Open-Ended Questions: Definition, Examples, Types, and How to Ask Them

A researcher runs 22 interviews for a community health study. Each transcript is 40 pages of responses. Weeks of work, and when she sits down to code the data, she finds the same pattern in every transcript — long answers, no specifics, nothing codable into themes. The problem wasn't the people being interviewed. It was the question. "What do you think about your health?" was too broad to produce anything useful. A different question — "Describe a moment this week when your health affected what you could do" — would have produced paragraphs she could have actually used.

This is The Vague Question Problem — when open-ended questions are too general to produce useful answers. Teams often assume asking more open-ended questions means getting richer data. It doesn't. What matters is whether each question is specific enough to produce a specific answer. Vague questions get one-word replies or long meandering responses that say nothing. Specific questions get paragraphs worth reading.

Last updated: April 2026

This is the broad educational page in a four-page cluster on open-ended question work. For survey-specific templates and writing rules, see open-ended survey questions. For the comparison with closed-ended, see open-ended vs closed-ended questions. For analyzing open-ended responses at scale, see how to analyze open-ended survey responses.

Open-Ended Questions Guide

Open-ended questions — the specific ones produce answers worth reading

Open-ended questions let people answer in their own words. Vague ones get "it was good." Specific ones get paragraphs that explain reasoning, surface barriers, and carry stories worth sharing. This guide shows you 30+ examples across six contexts, five types, and how to write ones that actually work.

Ownable Concept
The Vague Question Problem
When open-ended questions are too general to produce useful answers. Teams often assume asking more open-ended questions means getting richer data. It doesn't. What matters is whether each question is specific enough to produce a specific answer. Vague questions get one-word replies or long meandering responses that say nothing. Specific questions get paragraphs worth reading.
30+
example questions in this guide
6
contexts — far beyond surveys
5
types — each for a different answer
3
moves that make any question work
Six contexts, one rule
Open-ended questions show up everywhere — here's one per context

Research, classrooms, workplaces, feedback, coaching, everyday conversations. Same principle every time: specific questions produce specific answers.

The single rule across all six: every question asks for a specific moment, a decision, or a description — never just an opinion. Vague questions produce filler. Specific questions produce answers worth reading — regardless of the context.

What are open-ended questions?

Open-ended questions are questions that invite respondents to answer in their own words, without a preset list of options to choose from.

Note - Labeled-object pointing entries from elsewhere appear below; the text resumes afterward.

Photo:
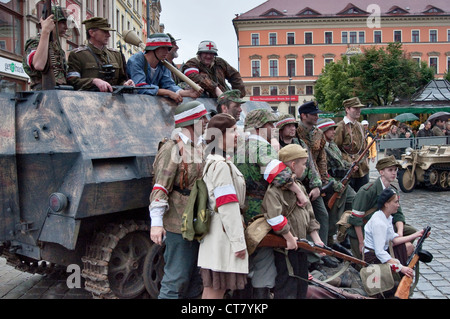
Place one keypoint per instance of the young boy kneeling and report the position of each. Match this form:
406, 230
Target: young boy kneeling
292, 222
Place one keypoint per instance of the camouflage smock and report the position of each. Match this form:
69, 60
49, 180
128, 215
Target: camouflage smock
58, 59
168, 177
260, 166
211, 77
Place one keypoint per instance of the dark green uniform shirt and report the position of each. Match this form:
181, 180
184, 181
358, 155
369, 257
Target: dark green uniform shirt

They produce detailed, descriptive answers — the kind that explain reasoning, capture context, and surface things you didn't think to ask about. Open-ended questions sit at the heart of qualitative research, coaching conversations, customer interviews, classroom learning, and any situation where you want the respondent's perspective in their own voice.

Open-ended questions usually begin with words like what, how, why, describe, tell me about, or explain. They cannot be answered with a single word, a yes/no, or a number from a rating scale. The whole point is to let the answer take the shape the respondent chooses.

What is an example of an open-ended question?

An example of an open-ended question is: "Describe a moment this week when something surprised you. What was happening and why did it stand out?" This question can't be answered in one word. It asks for a specific moment, gives the respondent clear direction, and invites them to explain. The answer will be a paragraph of real context — the kind of response you can code into themes, quote in a report, or use to make a decision.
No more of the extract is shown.